DALLIDET Jeanne [née KLUGAITE Enta, dite]

Par Lynda Khayat

Née le 15 mai 1904 à Sirvintai près de Kaunas (Lituanie), morte le 10 juin 1990 à Courcouronnes (Essonne), sténodactylo, femme de service ; militante communiste ; résistante.

Enta dite Jeanne vers 1947.
Enta dite Jeanne vers 1947.

Fille de Mausa Klug, commerçant en chaussures (le nom de famille des femmes non mariées en Lituanie se termine par -aite, son père s’appelait Klug), et de Soré-Seitel Zagorskaite s’occupant des soins du ménage, Jeanne Dallidet avait fait des études secondaires. Après le déclenchement de la Première Guerre mondiale, sa famille partit s’installer à Minsk où, par la suite, Jeanne travailla à la bibliothèque de la ville. Pour échapper à un certain carcan familial, dans un contexte d’hostilité antisémite, elle décida de partir, en 1924, pour la France où elle souhaitait poursuivre ses études.

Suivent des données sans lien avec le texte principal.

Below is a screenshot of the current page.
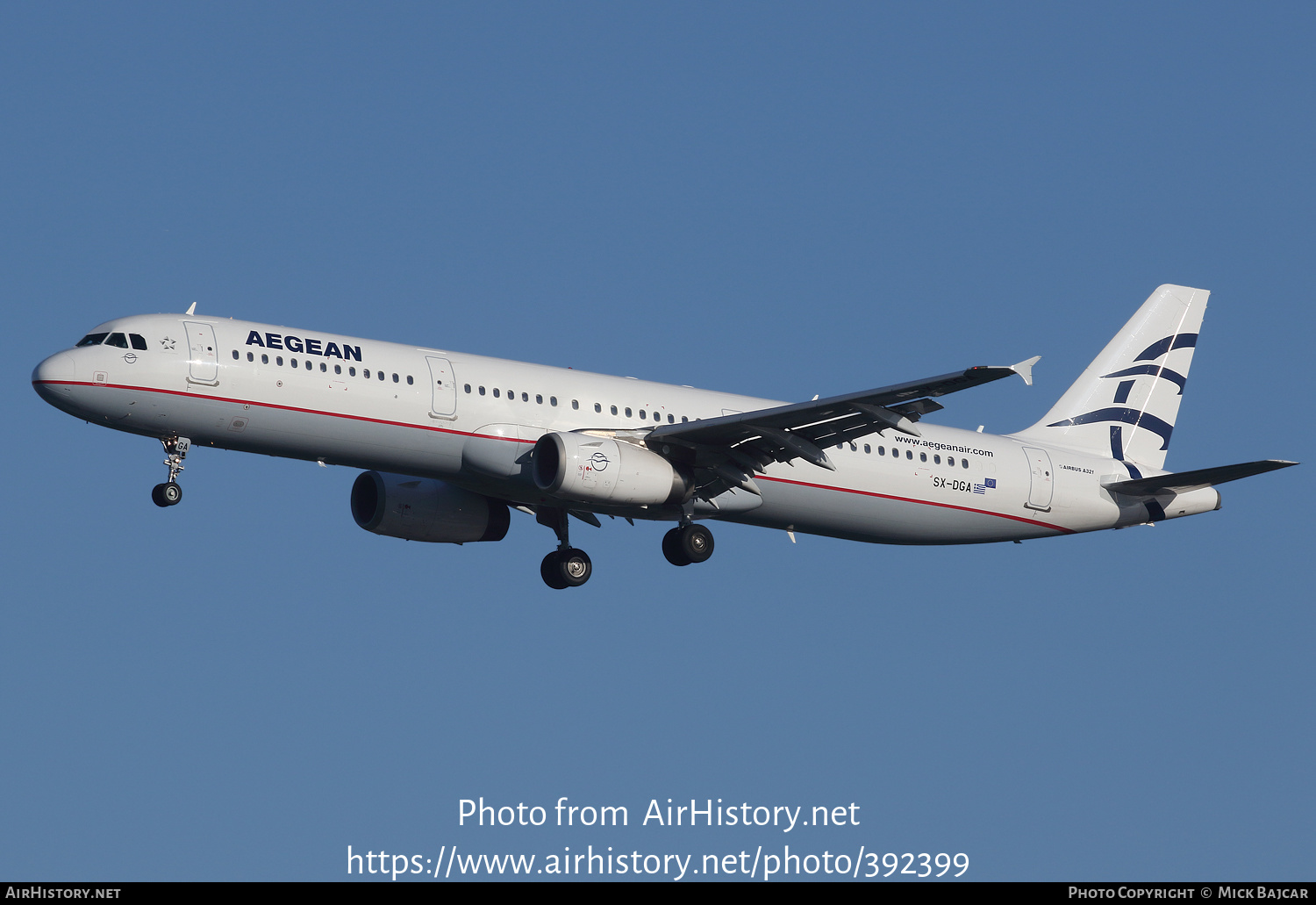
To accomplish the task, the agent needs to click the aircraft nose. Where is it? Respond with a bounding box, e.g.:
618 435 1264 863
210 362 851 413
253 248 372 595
32 352 78 402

Une fois à Paris, elle chercha à améliorer sa connaissance de notre langue, pour s’inscrire à la Faculté où elle rencontra sans doute Georges Hajdu, étudiant hongrois. De ce jeune couple naquit, en 1927, une fille, Clairette, déclarée à la mairie de Sèvres, alors lieu de leur résidence. Pour gagner sa vie, elle dut rapidement apprendre le métier de sténodactylo et trouva à s’employer chez « Chimie et Industrie », rue Saint-Dominique à Paris (VIIe arr.). Son compagnon étant parti pour les États-Unis, elle se retrouva seule pour élever son enfant. Contrainte de travailler pour subsister, elle mit, au début des années 1930, sa fille en nourrice dans une famille d’un village de Haute-Marne.

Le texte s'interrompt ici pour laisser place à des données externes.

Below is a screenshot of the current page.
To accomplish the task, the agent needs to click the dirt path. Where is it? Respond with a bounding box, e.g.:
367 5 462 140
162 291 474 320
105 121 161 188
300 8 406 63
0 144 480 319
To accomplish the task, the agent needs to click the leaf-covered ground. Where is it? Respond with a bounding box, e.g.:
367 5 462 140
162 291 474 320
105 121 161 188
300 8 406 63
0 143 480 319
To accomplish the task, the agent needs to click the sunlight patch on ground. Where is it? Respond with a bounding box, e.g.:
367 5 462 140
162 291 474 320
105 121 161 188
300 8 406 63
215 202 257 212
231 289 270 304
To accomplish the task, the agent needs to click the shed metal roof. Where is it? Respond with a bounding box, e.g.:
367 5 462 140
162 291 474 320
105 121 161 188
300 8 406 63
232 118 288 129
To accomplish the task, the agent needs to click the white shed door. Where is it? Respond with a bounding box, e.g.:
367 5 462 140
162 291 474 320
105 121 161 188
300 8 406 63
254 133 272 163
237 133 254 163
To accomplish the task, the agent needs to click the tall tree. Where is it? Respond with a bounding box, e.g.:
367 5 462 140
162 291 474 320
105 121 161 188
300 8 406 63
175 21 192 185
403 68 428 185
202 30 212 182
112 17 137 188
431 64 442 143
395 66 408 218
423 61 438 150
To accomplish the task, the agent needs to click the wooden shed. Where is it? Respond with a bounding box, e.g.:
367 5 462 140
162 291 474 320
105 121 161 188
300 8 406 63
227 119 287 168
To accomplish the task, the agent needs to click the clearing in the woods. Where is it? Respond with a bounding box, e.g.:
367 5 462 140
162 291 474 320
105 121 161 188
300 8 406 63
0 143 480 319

Jeanne habitait alors dans le XVIIIe arr. de Paris et fréquentait assidûment un cercle marxiste de l’arrondissement animé par le communiste Roland Astouin, stomatologiste de profession, où on l’incitait à la lecture des œuvres de Lénine et des Cahiers du bolchevisme. Elle y rencontra Arthur Dallidet, adhéra en 1932 au Parti communiste français et épousa ce militant afin d’éviter tout risque d’expulsion. Ce « mariage blanc » en octobre 1933 à la mairie du XVIIe arr. de Paris lui permettait en effet de devenir française sur réclamation de la nationalité de son mari.

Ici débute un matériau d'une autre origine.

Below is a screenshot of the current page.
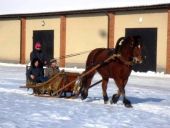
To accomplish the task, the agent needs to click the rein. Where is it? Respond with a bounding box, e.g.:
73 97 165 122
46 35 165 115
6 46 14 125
114 54 135 66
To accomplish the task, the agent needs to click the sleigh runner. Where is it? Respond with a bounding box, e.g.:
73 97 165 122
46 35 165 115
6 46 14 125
21 72 80 97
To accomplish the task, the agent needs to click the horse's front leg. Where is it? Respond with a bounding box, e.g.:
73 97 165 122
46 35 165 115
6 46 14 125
122 89 132 108
110 90 121 104
102 78 109 104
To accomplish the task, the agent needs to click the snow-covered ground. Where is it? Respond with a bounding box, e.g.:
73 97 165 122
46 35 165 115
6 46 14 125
0 63 170 128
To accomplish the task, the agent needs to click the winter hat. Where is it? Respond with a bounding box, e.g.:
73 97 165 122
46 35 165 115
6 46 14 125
50 58 57 63
35 42 41 48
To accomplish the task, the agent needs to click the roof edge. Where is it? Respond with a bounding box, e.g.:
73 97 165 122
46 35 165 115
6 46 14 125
0 3 170 19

En 1936, elle devint dactylo à la section communiste des usines Renault de Boulogne-Billancourt et responsable de la commission des femmes ouvrières de cette entreprise ; elle appartenait également au Comité mondial des femmes contre la guerre et le fascisme. La même année, Jeanne reprit sa fille chez elle. Selon les souvenirs de Raymond Dallidet, son beau-frère, le couple Dallidet fut réel, après le retour d’Arthur de Moscou en octobre 1936. Le mari et la femme travaillaient tous deux chez Renault, participant ensemble aux luttes revendicatives. Elle habita à Boulogne, d’abord rue Georges Sorel, avant de s’installer rue de Seine et aurait vécu de fait séparée d’Arthur Dallidet à partir de 1937.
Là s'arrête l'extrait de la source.